Like most of Shyamalan's movies, the film has a Twist Ending. It was not as well-received as his previous films and is considered by some to be the point his movies started going downhill. Still, it has a devoted fanbase, and it is quite possible it may become a Cult Classic.

Rumors exist that it was partially inspired by a Young Adult novel called Running Out of Time.

Also note: As this is a suspense film, plot twists come steadily and often. As such, spoilers will not be marked on this page.

Tropes used in The Village include:
  • Aura Vision: Ivy Walker's Disability Superpower
  • Color Coded for Your Convenience: There is much ado made about the colors red and yellow.
  • City in a Bottle
  • Disabled Love Interest: Ivy
  • Empathic Environment: In the scene where Ivy and Lucius confess their love for each other, their eyes are connected by a beam of love backlit fog on the nearby horizon behind them.
  • The Fair Folk: The creatures initially appear to be vengeful spirit-creatures. But no, they're just people in suits.
  • The Gay Nineties: A much Darker and Edgier variant, closer to The Crucible than Citizen Kane, their “1897” is more like “1697” in technology and tone. The setting seems to be 100% pre-industrial, agarian, and Puritanical. This is likely the first sign that something is wrong, and that it's all a sham on part of the elders.
  • Hey, It's That Guy!: It's got Ellen Ripley, Gwen Stacy and many, many other familiar faces.
  • Hidden Elf Village: Purposefully created in a "wildlife sanctuary".
  • Knight Templar: The elders collectively.
  • Murder the Hypotenuse: Noah's reason for stabbing Lucius.
  • Names to Run Away From Really Fast: Averted. Ivy and Lucius are good people. It's Noah who goes crazy.
  • Never Trust a Trailer: The movie was advertised as horror, when it is closer to drama or romance.
  • Nothing Is Scarier
  • Planet of the Apes Ending: The film is set in the modern day, in a Hidden Elf Village.
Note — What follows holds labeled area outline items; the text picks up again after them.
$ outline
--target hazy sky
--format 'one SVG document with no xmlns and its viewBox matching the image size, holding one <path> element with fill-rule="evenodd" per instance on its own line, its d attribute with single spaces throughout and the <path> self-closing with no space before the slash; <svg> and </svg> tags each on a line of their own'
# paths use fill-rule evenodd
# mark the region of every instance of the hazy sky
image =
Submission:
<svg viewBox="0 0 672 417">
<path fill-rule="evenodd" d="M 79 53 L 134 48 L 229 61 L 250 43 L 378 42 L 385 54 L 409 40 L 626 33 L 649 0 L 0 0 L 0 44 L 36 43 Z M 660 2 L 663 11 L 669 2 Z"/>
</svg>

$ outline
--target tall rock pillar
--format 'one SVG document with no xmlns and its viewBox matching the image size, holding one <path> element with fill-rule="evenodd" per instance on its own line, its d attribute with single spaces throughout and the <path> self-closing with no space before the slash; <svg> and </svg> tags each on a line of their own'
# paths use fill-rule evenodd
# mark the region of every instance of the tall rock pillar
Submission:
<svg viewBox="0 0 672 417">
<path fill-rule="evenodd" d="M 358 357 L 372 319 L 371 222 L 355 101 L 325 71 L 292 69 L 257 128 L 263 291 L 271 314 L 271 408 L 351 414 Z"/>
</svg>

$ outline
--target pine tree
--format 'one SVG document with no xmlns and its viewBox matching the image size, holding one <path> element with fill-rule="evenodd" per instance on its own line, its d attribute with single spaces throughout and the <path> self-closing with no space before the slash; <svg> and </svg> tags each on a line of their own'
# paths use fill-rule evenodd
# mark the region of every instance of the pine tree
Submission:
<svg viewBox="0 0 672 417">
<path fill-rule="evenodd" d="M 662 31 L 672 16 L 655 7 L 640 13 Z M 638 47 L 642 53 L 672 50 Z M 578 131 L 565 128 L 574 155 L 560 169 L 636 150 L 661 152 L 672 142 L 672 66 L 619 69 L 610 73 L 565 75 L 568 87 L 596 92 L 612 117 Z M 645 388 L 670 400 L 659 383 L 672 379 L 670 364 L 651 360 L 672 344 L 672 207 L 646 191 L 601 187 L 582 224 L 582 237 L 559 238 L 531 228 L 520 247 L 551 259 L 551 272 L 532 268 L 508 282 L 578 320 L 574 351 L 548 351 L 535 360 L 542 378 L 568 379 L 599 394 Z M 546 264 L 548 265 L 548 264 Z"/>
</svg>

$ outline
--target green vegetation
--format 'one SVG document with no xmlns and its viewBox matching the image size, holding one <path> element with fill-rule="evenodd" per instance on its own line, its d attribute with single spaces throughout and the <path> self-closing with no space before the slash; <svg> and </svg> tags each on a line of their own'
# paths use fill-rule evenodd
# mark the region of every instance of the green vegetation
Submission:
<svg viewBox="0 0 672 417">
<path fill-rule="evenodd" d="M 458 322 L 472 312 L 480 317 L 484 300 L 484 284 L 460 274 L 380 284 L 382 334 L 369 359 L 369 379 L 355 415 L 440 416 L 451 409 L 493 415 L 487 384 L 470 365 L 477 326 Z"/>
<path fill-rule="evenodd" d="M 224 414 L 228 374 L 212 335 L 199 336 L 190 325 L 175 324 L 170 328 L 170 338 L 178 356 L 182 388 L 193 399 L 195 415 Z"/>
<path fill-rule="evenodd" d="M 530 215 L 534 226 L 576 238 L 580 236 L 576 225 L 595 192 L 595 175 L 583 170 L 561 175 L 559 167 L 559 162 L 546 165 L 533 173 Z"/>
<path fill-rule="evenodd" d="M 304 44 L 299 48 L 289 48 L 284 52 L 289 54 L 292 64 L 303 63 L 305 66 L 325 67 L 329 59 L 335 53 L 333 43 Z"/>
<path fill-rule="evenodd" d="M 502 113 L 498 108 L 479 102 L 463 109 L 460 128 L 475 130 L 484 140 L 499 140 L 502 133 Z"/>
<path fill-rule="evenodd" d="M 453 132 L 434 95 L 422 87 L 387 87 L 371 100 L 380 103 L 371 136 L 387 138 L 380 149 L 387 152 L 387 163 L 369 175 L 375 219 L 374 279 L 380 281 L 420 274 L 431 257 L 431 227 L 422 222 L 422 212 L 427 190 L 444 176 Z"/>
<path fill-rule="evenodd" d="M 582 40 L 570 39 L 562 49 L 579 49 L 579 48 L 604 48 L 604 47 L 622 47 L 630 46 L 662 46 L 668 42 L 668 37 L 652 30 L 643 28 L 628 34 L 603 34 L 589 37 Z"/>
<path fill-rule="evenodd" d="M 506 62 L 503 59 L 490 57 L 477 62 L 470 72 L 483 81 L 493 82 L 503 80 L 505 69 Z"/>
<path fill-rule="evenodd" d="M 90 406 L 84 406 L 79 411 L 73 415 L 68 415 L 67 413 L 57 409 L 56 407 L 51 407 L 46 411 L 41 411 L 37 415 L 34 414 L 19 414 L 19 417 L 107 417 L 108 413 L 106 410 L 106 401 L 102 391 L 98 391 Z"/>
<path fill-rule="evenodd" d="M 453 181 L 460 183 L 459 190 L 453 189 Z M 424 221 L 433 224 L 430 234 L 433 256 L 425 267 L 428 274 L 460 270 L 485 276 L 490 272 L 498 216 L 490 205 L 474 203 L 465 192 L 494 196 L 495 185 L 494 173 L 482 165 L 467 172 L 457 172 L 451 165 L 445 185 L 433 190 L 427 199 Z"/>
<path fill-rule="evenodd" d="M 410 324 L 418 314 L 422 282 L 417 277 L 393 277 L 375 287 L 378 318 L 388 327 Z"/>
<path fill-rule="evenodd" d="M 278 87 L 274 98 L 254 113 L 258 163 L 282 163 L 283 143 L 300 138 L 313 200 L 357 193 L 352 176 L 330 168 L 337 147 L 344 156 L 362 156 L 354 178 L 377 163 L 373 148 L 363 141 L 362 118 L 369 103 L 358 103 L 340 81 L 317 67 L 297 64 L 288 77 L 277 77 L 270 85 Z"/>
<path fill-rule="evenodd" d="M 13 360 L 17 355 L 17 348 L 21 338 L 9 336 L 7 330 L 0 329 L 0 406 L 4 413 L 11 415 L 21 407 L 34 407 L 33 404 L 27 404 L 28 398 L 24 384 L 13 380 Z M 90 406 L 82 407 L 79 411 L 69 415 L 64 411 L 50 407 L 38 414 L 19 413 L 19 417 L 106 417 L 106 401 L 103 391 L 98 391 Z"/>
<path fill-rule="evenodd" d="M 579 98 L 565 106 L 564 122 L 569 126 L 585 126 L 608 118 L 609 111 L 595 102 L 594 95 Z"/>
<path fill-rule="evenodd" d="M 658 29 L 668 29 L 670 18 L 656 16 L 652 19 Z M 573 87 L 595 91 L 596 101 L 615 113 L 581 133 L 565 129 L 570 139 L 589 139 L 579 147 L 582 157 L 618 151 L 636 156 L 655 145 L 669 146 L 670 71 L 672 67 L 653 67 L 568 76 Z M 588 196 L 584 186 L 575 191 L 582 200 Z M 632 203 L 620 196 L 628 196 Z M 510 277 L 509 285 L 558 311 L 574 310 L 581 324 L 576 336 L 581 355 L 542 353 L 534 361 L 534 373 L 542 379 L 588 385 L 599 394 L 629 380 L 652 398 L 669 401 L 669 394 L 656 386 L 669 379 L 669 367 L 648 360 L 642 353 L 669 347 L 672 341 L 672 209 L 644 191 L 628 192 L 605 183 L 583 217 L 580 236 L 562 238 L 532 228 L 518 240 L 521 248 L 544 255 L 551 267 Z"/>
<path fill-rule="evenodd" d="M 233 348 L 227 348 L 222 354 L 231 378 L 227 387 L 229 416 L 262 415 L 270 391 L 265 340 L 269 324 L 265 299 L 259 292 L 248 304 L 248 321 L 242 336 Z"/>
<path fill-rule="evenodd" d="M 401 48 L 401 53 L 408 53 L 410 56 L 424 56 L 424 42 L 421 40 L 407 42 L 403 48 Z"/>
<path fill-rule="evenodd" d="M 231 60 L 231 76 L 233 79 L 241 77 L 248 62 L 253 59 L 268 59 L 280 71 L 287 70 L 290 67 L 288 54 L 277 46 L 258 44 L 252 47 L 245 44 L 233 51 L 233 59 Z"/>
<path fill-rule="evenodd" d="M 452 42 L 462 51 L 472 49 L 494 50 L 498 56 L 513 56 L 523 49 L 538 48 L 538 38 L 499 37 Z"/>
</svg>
  • Reasonable Authority Figure: Mr. Walker, and actually all the town elders in a way. The movie actually deserves credit for not taking the tired path of mean puritan judges who won't listen to reason. True, there are still falsehoods being kept, but they don't resort to physical cruelty, violence and trials to maintain it, and at least a reason for doing so is presented in the end. This is perfectly justified; the movie is actually set in the present day, and the elders created the village as a refuge from the greed, cruelty and violence of the modern world, hoping they could raise their children to be Perfect Pacifist People through example. It mostly worked, as pretty much everyone is kind and empathetic. Unfortunately, they didn't account for the possibility of bearing children with mental illnesses; it's implied that Noah's condition would be treatable with antidepressants, but instead he ends up attacking Lucius and later Ivy.
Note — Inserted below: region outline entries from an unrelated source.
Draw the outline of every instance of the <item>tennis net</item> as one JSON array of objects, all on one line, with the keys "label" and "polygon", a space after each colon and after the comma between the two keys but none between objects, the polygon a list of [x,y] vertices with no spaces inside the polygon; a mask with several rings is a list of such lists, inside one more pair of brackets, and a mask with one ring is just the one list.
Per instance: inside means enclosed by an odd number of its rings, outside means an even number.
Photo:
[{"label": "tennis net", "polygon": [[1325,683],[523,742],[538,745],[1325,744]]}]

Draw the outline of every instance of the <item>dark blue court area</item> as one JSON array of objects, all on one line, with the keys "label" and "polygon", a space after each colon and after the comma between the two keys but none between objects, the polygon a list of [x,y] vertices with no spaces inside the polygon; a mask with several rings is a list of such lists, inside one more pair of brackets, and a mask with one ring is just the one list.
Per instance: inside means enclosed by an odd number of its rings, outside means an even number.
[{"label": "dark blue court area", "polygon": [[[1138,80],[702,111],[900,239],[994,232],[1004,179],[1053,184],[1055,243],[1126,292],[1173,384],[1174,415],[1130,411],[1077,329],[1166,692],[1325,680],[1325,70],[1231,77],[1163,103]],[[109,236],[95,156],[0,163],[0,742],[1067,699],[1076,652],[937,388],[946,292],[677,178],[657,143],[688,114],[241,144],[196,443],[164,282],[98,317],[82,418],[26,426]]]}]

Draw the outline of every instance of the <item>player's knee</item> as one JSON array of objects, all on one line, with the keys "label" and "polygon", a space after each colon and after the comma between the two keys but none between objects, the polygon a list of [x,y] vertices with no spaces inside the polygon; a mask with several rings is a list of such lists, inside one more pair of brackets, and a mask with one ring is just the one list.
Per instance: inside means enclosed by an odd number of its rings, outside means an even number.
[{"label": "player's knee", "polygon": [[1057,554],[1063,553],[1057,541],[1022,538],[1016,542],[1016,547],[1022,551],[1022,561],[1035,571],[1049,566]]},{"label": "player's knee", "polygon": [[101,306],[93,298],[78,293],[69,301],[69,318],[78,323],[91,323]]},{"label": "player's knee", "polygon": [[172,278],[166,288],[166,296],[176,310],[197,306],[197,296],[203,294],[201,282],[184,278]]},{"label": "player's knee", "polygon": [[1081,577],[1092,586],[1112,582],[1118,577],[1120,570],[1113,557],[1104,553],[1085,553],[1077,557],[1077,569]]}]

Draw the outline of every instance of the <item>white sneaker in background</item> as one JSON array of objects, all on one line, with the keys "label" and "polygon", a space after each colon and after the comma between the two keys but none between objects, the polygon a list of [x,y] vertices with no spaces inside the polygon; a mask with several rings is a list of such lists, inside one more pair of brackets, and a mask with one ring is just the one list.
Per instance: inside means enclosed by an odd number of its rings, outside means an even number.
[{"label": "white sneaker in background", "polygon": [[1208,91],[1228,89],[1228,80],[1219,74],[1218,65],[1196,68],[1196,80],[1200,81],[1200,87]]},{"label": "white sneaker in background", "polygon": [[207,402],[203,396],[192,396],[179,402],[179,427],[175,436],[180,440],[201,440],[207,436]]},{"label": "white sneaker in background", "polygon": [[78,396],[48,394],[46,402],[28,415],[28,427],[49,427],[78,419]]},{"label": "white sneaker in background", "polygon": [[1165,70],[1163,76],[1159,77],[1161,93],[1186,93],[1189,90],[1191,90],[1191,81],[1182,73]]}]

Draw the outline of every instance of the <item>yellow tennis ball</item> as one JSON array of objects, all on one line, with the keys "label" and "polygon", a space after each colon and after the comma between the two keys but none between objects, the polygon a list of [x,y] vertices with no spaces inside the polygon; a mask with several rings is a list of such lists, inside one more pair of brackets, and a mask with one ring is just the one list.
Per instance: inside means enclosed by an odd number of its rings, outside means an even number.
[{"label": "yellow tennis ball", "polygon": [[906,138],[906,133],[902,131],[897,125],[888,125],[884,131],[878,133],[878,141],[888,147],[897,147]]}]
  • Scare Dare: The test is to stand with your back to the haunted woods; first one to give up loses.
  • Scenery Porn
  • Scooby-Doo Hoax: "Those we don't speak of."
  • Tomato Surprise
  • The Trope Without a Title: "Those we don't speak of."
  • Uncanny Village
  • Utopia Justifies the Means: The peace of the village is supposedly worth giving up modern living.
  • The Wall Around the World: Separating it from highways.
  • Was It Really Worth It?: The elders end up asking themselves this in the end; despite the sacrifices they both made and forced on their children(Ivy's blindness was stated to have been preventable in a modern hospital), and successfully isolating themselves from the outside world, violence sprang up in their pacifist community anyway due to Noah's mental illness. They can blame Noah's death on "Those we don't speak of" to cement the ruse, but how long can it really last?